The market in tax liens has been so popular that a number of major banks and hedge funds have invested large amounts of capital in it.

====Pitfalls of tax lien investing====
Although the rates of return are promising, there are several pitfalls which must be taken into account before investing:

- Some jurisdictions require a large deposit at the outset of the sale, regardless of how many certificates are to be purchased or their value.
- Payment is usually required at purchase or within a very short time afterward (often no more than 24–72 hours). Failure to pay the full amount results in all lien certificates purchased by the investor being cancelled, and may result in the investor losing his/her deposit and/or being barred from future sales.
- In many states, further actions must be taken to protect the lien holder's rights after purchase of a lien, which require additional costs beyond the original investment (and the costs may or may not be repaid upon redemption). In addition, the actions must be performed within a certain period of time and in strict accordance with legal requirements; failure to comply exactly with such requirements may make the lien worthless and the investment lost.
- In "bid down the interest" jurisdictions, valuable properties are usually bid to the lowest rate possible greater than zero percent. Similarly, in "premium" states, valuable properties are bid up above the means of an average investor, and further, depending on the jurisdiction, the premium may not be repaid.
- Unlike a certificate of deposit, tax liens are illiquid. They cannot be "cashed in" (resold to the taxing authority), but must be held until either they are repaid or the holder takes action to foreclose. (It is possible to sell or assign one's interest in a tax lien to another party; such transfers usually require a fee to do so. However, the acquiring party may or may not wish to purchase the lien for the original amount.)
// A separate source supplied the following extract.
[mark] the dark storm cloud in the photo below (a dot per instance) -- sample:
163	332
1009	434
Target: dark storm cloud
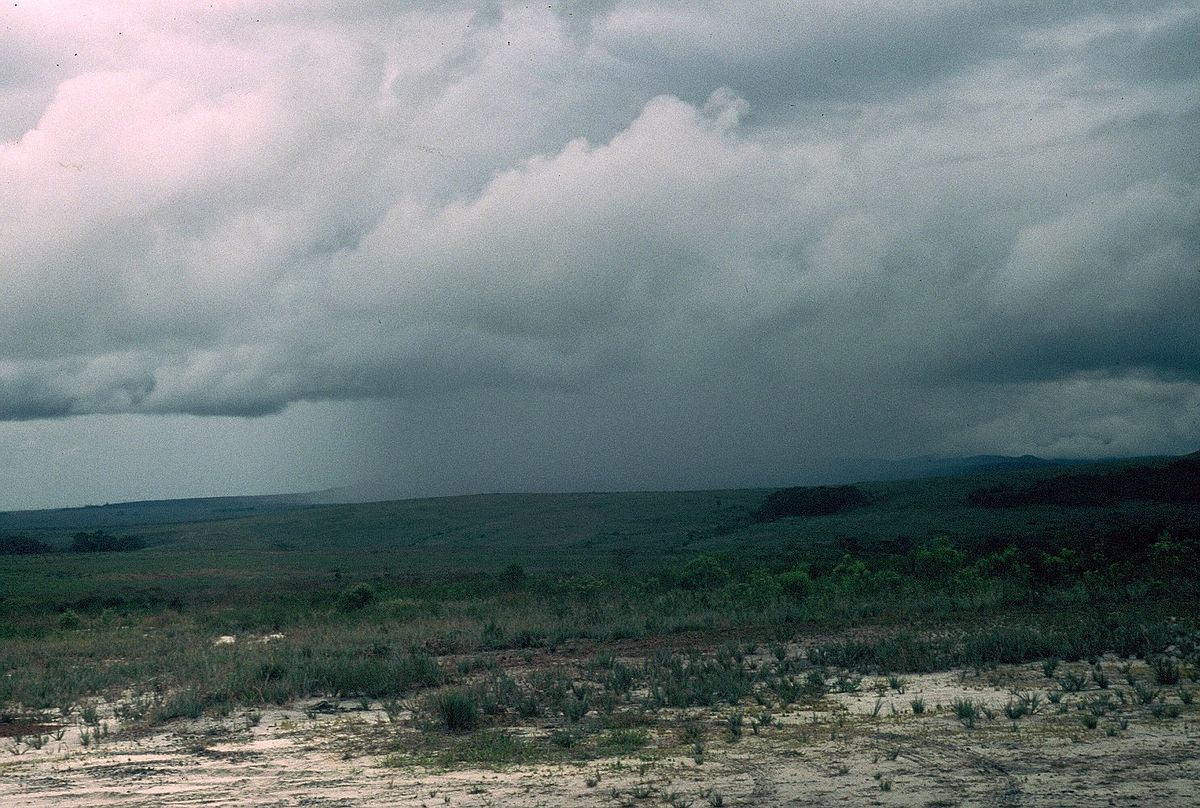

- Though touted as a means of obtaining property at very low cost, in practice liens are nearly always paid off prior to the auction date, and in those cases where the property is placed for auction, it is usually sold at a higher price than the original minimum bid of the lien, accrued interest, and costs of sale.
- As with tax deed sales, title to property is obtained via a form of quitclaim deed, thus requiring further action to quiet title.
- As with tax deed sales, a property obtained via tax lien may still be subject to other liens and assessments on the property which are not extinguished at sale, which (along with any accrued interest) can, in some instances, exceed the value of the property itself, making it virtually worthless.